Overview of the Refine phase implemented after each classification stage of our ExpertDT (root, node and leaves). Its low-pass, denoising effect can be appreciated by looking at the spare black dots before and after the Refine.

The Refine low-pass filtering effect

Downstream to each classification stage, we implemented the so-called Refine smoothing effect (see the symbol Refine in Fig. 2b). Such mechanism acts as a low-pass, denoising filter capable of relabelling isolated miss-classified tiles depending on the majority voting of the neighbourhood. It works as follows: for the generic testing crop \(x^*\) we define: (i) its corresponding prediction \(p^*\); (ii) its 9-connected neighbourhood \(9N^*\), including those crops that touch either one of the edges or the corners of \(x^*\) plus the pixel itself; (iii) the array of the predictions of the crops included in \(9N^*\), referred to as \(\vec {p^*}\).
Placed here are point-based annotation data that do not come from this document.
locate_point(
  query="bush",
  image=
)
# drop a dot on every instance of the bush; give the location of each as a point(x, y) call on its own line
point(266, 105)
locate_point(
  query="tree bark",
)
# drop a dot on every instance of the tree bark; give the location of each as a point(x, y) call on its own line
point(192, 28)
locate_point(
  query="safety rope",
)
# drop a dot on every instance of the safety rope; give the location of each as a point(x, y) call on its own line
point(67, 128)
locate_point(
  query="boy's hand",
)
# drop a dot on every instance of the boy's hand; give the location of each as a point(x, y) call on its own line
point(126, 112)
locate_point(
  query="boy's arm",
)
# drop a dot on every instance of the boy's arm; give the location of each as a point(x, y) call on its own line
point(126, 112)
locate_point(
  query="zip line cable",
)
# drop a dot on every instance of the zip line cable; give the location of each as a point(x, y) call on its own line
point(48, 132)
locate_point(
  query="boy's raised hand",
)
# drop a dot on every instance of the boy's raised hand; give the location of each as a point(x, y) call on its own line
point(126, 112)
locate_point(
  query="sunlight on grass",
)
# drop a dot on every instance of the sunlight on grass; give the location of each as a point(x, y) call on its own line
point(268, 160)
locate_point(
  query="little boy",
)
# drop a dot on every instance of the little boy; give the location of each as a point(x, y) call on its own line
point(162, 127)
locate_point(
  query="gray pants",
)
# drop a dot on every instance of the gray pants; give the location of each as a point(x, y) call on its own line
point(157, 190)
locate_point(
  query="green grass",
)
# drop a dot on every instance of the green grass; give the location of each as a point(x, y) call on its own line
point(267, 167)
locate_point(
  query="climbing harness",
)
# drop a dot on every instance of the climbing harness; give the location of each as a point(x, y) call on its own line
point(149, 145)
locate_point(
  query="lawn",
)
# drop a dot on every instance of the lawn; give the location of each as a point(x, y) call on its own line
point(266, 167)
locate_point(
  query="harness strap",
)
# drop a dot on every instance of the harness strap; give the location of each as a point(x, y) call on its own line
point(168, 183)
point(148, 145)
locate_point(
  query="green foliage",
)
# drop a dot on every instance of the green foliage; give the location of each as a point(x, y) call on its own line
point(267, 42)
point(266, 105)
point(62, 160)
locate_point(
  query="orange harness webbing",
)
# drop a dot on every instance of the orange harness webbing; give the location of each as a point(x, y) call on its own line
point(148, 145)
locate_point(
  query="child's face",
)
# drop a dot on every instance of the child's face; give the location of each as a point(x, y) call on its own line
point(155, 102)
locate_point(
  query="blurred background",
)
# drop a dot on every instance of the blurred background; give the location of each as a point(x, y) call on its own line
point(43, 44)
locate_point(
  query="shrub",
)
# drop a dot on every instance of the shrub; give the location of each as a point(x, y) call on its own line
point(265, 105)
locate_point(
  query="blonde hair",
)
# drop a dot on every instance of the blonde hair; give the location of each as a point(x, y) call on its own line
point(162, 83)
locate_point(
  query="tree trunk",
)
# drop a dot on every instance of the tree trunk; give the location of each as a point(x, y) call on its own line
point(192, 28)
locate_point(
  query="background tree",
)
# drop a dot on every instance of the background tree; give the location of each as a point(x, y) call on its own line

To obtain the desired low-pass denoising effect, \(p^*\) is substituted with the value obtained by the majority voting among \(\vec {p^*}\). Note that, as previously mentioned, the background tiles are not fed to our model and hence not considered also in the Refine process. Figure 5 shows the effect of the different Refine phases implemented after each classification stage. As it can be gathered from the figure, the Refine is able to remove crops whose classification differs from its neighbourhood, which typically indicates a miss-classified crop.

Naive trees

The architectures of the NaiveDT versions derive from the two other possible permutations of the Node’s structure: \(pap+ONCO\) versus \(chr+cc\) or \(pap+chr\) versus \(ONCO+cc\). Thus, they are not related to any pathologist’s expertise. For both NaiveDT1 and NaiveDT2, the Root CNN learns the classification between tumor (T) and not-tumor (NT). This stage is the same as in ExpertDT. Conversely, the node classification is specific for the given NaiveDT versions: \(pap+ONCO\) versus \(chr+cc\) for NaiveDT1, \(pap+chr\) versus \(ONCO+cc\) for NaiveDT2. Lastly, Leaf1, and Leaf2 categorizations directly depends on the associated node: pap versus ONCO and chr versus cc for NaiveDT1; pap versus chr and ONCO versus cc for NaiveDT2.